Les propriétaires de chien pourraient être bientôt punis de 74 coups de fouets ou de lourdes amendes allant de 300 à 3 000 euros environ.

32 membres du parlement ont présenté un projet de loi souhaitant faire punir le fait d’avoir des chiens chez soi ou de les promener dans la rue, rapporte le quotidien réformateur Shargh. Bien qu’une proposition de loi similaire ait été rejetée par les parlementaires il y a trois ans, les ultraconservateurs (membres majoritaires dans le Parlement iranien) reviennent à la charge.

Le texte exempte toutefois la police, les agriculteurs, les chasseurs et les pêcheurs et vise principalement les propriétaires de chiens habitant dans des appartements des grandes villes comme Téhéran.

Il prévoit également de sanctionner les presses qui diffuseront l’idée de promener les chiens ou de jouer avec eux.

Les chiens : un animal impur dans la République Islamique

Selon cette proposition de loi, « Quiconque marche ou joue avec des animaux comme des chiens ou des singes dans des lieux publics porte atteinte à la culture islamique, de même qu’à l’hygiène et à la paix des autres, en particulier les femmes et les enfants ». Le Conseil national de la Résistance iranienne a toujours considéré le fait d’avoir un chien comme une nuisance à la culture islamique et une « imitation aveugle » de la culture occidentale.

Les chiens sont inhabituels en Iran. Pourtant, depuis une dizaine d’année, avoir un chien de compagnie est perçu comme un signe extérieur de grande richesse. Les iraniens aisés se sont donc arrachés pour en avoir.

Depuis ces dernières années, bon nombre de propriétaires promenant leurs chiens dans la rue ont été stigmatisés par les autorités et leurs chiens confisqués. Selon ce texte, les chiens confisqués seront envoyés dans des zoos ou dans la forêt.

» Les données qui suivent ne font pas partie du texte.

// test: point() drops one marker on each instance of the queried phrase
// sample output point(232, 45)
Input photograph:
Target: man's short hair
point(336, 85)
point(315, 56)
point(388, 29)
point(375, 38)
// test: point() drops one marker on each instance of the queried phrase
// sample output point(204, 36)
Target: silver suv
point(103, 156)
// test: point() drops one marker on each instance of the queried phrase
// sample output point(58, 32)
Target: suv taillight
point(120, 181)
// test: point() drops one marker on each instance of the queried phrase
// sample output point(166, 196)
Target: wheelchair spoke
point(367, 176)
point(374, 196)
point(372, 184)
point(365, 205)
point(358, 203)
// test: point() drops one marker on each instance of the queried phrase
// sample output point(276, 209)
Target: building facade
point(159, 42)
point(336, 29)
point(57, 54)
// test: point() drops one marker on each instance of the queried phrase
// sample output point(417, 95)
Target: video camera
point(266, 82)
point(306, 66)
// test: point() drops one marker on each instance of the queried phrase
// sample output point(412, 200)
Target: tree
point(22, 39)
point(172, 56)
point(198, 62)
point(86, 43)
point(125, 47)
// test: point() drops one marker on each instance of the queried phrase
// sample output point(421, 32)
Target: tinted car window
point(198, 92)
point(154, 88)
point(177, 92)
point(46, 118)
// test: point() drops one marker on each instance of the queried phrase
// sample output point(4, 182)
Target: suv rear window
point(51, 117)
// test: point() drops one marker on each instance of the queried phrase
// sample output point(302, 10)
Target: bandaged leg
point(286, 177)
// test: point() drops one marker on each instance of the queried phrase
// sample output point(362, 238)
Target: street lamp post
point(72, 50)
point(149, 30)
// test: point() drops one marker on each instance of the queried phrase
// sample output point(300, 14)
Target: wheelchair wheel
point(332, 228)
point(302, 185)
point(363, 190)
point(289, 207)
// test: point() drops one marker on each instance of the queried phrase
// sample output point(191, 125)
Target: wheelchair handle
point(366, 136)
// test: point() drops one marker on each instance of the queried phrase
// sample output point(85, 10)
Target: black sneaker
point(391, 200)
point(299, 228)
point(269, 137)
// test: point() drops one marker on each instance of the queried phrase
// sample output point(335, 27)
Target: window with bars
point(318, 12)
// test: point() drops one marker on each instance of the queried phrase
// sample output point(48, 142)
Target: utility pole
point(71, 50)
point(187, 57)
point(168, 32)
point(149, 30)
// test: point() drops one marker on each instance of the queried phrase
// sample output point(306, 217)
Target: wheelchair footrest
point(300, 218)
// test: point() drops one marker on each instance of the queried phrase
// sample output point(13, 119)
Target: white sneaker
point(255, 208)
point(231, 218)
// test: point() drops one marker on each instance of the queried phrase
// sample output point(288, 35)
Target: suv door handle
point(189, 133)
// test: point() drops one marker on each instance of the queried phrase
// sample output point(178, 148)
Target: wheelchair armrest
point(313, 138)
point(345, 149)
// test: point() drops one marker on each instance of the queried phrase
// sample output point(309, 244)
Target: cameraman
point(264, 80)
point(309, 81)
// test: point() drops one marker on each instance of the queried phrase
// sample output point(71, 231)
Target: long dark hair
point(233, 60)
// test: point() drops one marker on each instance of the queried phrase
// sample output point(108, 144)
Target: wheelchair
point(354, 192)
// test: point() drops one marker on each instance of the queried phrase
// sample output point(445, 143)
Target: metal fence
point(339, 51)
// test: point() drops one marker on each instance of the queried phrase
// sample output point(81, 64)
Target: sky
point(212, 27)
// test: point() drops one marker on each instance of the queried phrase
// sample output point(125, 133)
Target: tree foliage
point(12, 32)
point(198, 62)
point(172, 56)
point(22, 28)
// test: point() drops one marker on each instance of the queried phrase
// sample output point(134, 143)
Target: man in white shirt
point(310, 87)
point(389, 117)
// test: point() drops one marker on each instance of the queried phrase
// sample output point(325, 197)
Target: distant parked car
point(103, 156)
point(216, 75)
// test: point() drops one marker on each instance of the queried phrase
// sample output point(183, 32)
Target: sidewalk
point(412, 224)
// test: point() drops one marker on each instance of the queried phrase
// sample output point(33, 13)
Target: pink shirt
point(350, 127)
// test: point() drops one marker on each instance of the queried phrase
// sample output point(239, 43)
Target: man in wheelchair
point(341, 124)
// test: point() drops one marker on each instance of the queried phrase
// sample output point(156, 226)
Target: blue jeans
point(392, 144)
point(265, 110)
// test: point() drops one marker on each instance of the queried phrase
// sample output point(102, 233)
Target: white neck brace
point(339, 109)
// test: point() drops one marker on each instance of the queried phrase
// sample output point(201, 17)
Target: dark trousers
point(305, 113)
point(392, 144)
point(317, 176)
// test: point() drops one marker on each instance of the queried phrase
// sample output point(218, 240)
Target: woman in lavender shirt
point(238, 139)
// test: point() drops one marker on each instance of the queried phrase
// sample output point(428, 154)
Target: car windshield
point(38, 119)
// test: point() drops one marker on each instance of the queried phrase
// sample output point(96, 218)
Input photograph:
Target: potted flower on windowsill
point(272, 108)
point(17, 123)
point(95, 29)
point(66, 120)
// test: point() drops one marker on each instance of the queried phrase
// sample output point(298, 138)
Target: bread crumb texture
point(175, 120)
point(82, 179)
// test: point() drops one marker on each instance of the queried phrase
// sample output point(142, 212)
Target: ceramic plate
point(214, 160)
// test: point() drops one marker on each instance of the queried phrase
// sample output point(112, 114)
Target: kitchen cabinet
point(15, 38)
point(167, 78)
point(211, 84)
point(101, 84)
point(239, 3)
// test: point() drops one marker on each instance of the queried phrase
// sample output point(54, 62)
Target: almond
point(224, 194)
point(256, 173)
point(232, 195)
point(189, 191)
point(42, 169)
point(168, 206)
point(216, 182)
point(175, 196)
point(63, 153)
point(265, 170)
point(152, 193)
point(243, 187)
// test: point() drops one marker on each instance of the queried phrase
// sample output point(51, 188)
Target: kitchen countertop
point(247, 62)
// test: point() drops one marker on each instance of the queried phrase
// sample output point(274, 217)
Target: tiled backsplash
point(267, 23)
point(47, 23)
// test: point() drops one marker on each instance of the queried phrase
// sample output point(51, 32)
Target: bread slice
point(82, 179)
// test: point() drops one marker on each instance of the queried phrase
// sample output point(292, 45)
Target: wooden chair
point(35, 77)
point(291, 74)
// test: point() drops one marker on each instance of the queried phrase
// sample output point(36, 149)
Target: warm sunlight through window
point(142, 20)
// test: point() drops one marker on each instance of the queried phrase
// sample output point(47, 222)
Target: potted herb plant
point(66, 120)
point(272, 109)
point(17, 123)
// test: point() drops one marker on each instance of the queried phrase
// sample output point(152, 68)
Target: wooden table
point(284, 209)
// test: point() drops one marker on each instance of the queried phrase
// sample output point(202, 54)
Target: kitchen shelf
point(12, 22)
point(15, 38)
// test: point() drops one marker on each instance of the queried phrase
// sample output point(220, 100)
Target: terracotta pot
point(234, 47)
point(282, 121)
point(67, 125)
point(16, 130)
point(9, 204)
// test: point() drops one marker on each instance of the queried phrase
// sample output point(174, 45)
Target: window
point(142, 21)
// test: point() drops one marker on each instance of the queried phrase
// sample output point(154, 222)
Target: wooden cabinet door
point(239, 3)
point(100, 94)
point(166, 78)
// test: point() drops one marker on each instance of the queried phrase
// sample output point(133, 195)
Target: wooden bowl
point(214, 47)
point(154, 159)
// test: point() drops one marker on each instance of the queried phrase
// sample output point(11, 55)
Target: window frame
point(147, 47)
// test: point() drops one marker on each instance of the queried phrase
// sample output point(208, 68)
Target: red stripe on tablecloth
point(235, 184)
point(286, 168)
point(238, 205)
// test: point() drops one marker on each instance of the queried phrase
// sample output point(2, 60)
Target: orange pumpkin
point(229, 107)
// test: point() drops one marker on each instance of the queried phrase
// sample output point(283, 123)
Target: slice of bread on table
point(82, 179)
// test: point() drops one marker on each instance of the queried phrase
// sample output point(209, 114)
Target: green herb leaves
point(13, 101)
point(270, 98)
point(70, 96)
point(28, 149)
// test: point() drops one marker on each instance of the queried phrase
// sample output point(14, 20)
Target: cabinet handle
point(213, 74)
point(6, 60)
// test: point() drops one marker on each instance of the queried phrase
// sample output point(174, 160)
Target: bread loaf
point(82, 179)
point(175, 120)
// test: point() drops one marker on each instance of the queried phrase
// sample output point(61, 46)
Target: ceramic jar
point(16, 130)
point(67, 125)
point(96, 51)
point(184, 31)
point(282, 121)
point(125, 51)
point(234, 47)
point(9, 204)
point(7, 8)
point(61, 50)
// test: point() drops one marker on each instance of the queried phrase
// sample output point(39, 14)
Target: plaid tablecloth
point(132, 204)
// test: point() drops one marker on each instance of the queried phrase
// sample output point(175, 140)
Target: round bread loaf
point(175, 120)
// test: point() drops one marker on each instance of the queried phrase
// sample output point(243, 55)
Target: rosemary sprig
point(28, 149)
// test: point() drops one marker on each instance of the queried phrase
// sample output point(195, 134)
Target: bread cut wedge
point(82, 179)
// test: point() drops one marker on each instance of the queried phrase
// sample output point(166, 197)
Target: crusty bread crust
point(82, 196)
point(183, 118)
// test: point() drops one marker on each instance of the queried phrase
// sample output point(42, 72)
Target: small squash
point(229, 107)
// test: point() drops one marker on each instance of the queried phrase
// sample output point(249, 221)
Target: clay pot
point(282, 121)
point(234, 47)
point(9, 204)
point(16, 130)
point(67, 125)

Projet de loi contesté par les partisans des animaux

Selon les partisans des animaux, ce projet de loi « participe à la vague de répression qui s’abat sur les jeunes » et représente « une nouvelle tentative de supprimer les libertés dans ce pays conservateur ».

Contestant la légalité de la répression, la société iranienne contre la cruauté envers les animaux a affirmé dans une lettre ouverte qu’ »Aucune loi ne peut interdire la possession ou le transport des chiens ».